= Aki the Wealthy =

Aki was a legendary 10th-century Dane from Jutland. He played a small but important role in Egil's Saga.

While raiding with his band of vikings in Courland, Icelandic chieftain Egil Skallagrímsson and 12 of his men are captured in a clever ambush by a farmer's son and kept in a wooden stronghold overnight to be tortured and interrogated the following day. Egil frees himself and his crew and then while searching for an escape they come across a trap door to a pit from which they hear voices coming. Three Danish captives are released from the pit who happen to be Aki and his two sons. Aki informs Egil of an escape route and tells him of booty to be plundered from the farmer's land. Egil and his men help Aki and his sons escape, whereupon they return to their farms and wealth in Jutland.

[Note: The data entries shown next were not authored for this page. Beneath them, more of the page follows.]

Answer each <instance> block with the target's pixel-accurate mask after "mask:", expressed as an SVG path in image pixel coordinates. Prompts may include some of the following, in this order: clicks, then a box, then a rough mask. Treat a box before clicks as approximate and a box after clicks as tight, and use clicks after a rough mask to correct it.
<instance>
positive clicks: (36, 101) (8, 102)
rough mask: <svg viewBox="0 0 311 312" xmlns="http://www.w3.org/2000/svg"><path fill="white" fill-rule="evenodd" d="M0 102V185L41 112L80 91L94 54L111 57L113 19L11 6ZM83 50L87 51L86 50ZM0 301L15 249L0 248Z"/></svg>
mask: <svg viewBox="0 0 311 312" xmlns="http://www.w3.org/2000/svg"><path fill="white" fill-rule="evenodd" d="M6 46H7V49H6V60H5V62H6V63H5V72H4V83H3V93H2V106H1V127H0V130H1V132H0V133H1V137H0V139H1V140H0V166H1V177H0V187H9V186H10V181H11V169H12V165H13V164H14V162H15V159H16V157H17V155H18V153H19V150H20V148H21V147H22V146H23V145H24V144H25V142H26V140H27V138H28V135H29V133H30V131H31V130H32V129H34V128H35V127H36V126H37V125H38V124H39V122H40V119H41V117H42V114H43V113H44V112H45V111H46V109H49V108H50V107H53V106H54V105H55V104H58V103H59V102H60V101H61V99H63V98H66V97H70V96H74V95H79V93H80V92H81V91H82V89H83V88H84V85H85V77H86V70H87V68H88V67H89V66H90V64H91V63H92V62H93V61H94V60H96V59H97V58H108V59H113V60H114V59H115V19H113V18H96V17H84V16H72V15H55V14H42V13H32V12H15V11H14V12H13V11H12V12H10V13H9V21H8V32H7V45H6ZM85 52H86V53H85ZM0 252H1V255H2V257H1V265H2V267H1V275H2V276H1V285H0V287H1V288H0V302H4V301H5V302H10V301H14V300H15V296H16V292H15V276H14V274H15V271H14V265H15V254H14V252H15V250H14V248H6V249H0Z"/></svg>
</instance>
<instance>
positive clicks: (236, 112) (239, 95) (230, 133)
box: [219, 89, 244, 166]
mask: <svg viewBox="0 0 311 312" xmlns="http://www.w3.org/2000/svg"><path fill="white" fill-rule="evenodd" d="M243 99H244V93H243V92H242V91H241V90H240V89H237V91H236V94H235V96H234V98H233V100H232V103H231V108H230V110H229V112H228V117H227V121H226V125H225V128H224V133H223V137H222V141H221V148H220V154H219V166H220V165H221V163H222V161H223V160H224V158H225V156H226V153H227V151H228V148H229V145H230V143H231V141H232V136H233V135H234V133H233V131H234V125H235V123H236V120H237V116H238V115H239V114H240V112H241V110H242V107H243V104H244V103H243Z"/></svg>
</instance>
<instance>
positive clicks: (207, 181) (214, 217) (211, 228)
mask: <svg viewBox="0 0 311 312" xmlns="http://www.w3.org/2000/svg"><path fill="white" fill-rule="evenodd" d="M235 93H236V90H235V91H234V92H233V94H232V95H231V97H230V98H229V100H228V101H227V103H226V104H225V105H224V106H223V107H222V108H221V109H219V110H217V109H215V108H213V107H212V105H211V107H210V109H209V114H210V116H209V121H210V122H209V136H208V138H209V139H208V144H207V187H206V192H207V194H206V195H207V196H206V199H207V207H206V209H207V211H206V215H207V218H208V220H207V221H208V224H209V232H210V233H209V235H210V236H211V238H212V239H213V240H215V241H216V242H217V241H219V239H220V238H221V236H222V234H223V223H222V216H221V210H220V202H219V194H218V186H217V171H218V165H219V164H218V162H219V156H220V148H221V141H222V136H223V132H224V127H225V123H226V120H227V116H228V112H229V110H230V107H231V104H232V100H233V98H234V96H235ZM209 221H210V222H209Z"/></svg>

The following spring Egil and his men go raiding in Denmark, around the same time that Eyvind Braggart has been banished from Norway and hired by King Harald Bluetooth to defend the shores of Denmark. Aki knew Denmark well both by land and sea. One night, Aki sends messengers to Egil to warn him that Eyvind has an ambush prepared for them on their return route. Thanks to Aki's warning, Egil and his men are able to sneak up on Eyvind's ships. Egil then gains both of Eyvind's ships as his prize.